Sunday, March 25, 2012

On Undocumented Love


If there's one thing I can never stop writing about, and talking about really, it is relationships. Whether they're friendships or romantic, I always enjoy conversations on the topic because only through conversation and in sharing with others can we move forward, grow and get over the experience if it's a negative one. That and I love chisme :) Anyway, for those of you who don't know, I've been double dipping over at the Huffington Post: Latino Voices Page. I submitted something when their 'dream activist' blogging serious started and then helped facilitate others to contribute on the post.

Anywho, I submitted a post on talking about being in a mixed status relationship, considering that being in a relationship with someone who is also undocumented helped me understand things from a different point of view, on many levels. The post is pretty self explanatory, but due to the editing process, in which the term 'ancho baby' was dropped in there, I'm going to share the unedited version I first submitted. Than you can read the other version and see the difference. And even then, I still have another version in which I get into a rant and more explicit details on my heart break. But that's neither here nor there.



There’s an inherent deficiency of balance when you’re in a mixed status relationship. Things tend to fall into extremes of joy or sorrow, with moments of tranquility far and few in-between, but maybe that’s just my experience. I’m a bit of a drama queen you see, and while others experience variances, both unique and universal, of what is now referred to as undocumented love, it will never be an easy road to stroll. Ones immigration status permeates into all aspects of life and when it comes to romantic relationships, it askews an already fundamentally unpredictable situation. In an unspoken way, I feel the need to prove and reassure to my partner that my intentions are indeed genuine and not advantageous in nature.


And if my intentions were indeed seeded in deception, I would have taken my families advice of finding me a cute white girl and impregnating her, there by putting her into a corner that would blind her to my diabolical plan to marry her for papers. And while this sounds like a foolproof plan to them, it’s one that is not in me. Marriage means nothing to me if love isn’t part of the mix and while other dreamers have used it as an escape from our interim status, my status won’t change over night. In fact, the way things are right now, I’d have to go back to my home country for 10 years. Yet, that doesn’t mean I haven’t been in said situation of walking down the aisle toward a green card. I’ve had my heart broken by a former lover because she thought my intentions with her were just that, adjust my status and use her.

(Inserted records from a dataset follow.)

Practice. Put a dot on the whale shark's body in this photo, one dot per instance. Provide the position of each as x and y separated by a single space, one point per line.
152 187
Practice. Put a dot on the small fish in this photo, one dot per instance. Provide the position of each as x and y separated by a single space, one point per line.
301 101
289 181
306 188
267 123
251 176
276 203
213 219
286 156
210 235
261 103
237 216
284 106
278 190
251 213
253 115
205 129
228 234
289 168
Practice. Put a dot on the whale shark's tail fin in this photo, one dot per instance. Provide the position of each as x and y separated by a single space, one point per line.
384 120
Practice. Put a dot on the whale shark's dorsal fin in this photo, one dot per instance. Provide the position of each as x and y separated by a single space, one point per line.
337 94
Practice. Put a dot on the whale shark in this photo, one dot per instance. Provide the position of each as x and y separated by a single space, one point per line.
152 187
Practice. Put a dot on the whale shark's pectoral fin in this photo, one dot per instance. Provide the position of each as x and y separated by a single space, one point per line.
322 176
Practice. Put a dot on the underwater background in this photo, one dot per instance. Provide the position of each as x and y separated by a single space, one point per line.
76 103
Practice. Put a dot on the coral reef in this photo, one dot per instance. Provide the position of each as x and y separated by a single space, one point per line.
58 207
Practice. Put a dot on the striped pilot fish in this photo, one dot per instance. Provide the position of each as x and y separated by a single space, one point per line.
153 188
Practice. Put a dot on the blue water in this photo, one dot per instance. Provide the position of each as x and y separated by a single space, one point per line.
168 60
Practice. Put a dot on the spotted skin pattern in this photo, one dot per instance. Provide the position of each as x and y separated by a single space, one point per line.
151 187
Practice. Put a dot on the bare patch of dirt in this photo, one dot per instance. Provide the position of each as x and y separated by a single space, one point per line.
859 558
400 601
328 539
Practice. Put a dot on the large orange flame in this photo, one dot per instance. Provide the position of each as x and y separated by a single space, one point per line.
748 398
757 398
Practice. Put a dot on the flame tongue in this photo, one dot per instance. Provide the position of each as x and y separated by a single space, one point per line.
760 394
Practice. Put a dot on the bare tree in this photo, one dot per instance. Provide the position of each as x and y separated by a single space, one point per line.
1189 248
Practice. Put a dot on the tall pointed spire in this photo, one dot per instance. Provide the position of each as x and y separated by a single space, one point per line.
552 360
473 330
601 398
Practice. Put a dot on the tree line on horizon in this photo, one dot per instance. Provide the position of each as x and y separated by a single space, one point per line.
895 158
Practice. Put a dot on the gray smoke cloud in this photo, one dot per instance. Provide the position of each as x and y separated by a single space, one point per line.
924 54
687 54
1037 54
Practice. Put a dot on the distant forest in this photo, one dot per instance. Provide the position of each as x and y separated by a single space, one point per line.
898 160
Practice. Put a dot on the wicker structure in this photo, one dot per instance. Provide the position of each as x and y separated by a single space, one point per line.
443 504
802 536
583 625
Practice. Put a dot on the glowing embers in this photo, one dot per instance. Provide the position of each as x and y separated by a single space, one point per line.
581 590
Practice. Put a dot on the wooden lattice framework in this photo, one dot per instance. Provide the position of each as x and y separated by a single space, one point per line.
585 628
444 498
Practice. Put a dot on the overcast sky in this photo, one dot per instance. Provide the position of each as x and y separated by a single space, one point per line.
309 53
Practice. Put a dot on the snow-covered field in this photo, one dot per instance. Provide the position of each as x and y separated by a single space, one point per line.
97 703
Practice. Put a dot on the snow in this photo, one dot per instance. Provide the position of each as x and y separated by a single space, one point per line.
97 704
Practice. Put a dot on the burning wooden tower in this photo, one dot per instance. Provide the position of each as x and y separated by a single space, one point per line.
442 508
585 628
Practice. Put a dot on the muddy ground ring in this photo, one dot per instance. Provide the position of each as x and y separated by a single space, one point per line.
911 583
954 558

And while my situation was one I can look back on and laugh, there are those who have suffered at the hands of a partner who takes advantage of their partner’s vulnerability to abuse and manipulate them. Threats to call ICE, extort money outta them or take advantage of them sexually because the individual is literally trapped, isolated and left with no recourse. They could call the police and ask for help, but when they see stories in the news about women asking for help in reporting abusive partners, they find themselves in deportation proceedings instead because of the malevolent federal programs in place like Secure Communities.


It took me two and a half years to mend my heart and I’ve had plenty of time to contemplate every which way of how things when down and whether it was truly because of my undocumented status. Not to mention the fact that I was immensely immature at the time and dating someone three years older than me who was going in a different direction than I was in and going. At the end of the day, it just wasn’t the right time for that relationship, but I’ll be damned if I admit that to the ex.


Up until that point, I never dated anyone else who also happens to be undocumented, but that changed last summer. For six months, I was with someone who was is also undocumented and shared a great deal of experiences that reflected my own. I mean come on, we both grew up in this country without a legal status and that alone lends itself to a much more profane level of understanding and connectivity than I could ever have with any other. I felt that I was finally going to be with someone who is able to understand me like no one else before, to talk about everything that ails me and move ahead together.


But like I mentioned before, love is already complicated enough without having to add one’s immigration status into the mix and while that relationship ended for reasons not related to our status, but more on how the two of us are in different places in our lives. Yet, it only took the misery of going through heartbreak to help me realize that maybe, just maybe my immigration status isn’t as much as a deal breaker as I make it out to be when it comes to love and relationships.


It’ll still be an issue at times for obvious reasons, but it will no longer be the focal point of the relationship. It’s as much a part of me as my long hair, sardonic attitude and delightful sense of humor. It was only in experiencing the depths of sorrow that I can appreciate the heights of joy and continue growing as an individual. And while I’m now able to get beyond my immigration status in a much more constructive and healthier way than in the past, there’s still much to be discovered and experienced when it comes to love, whether I’m still undocumented or not.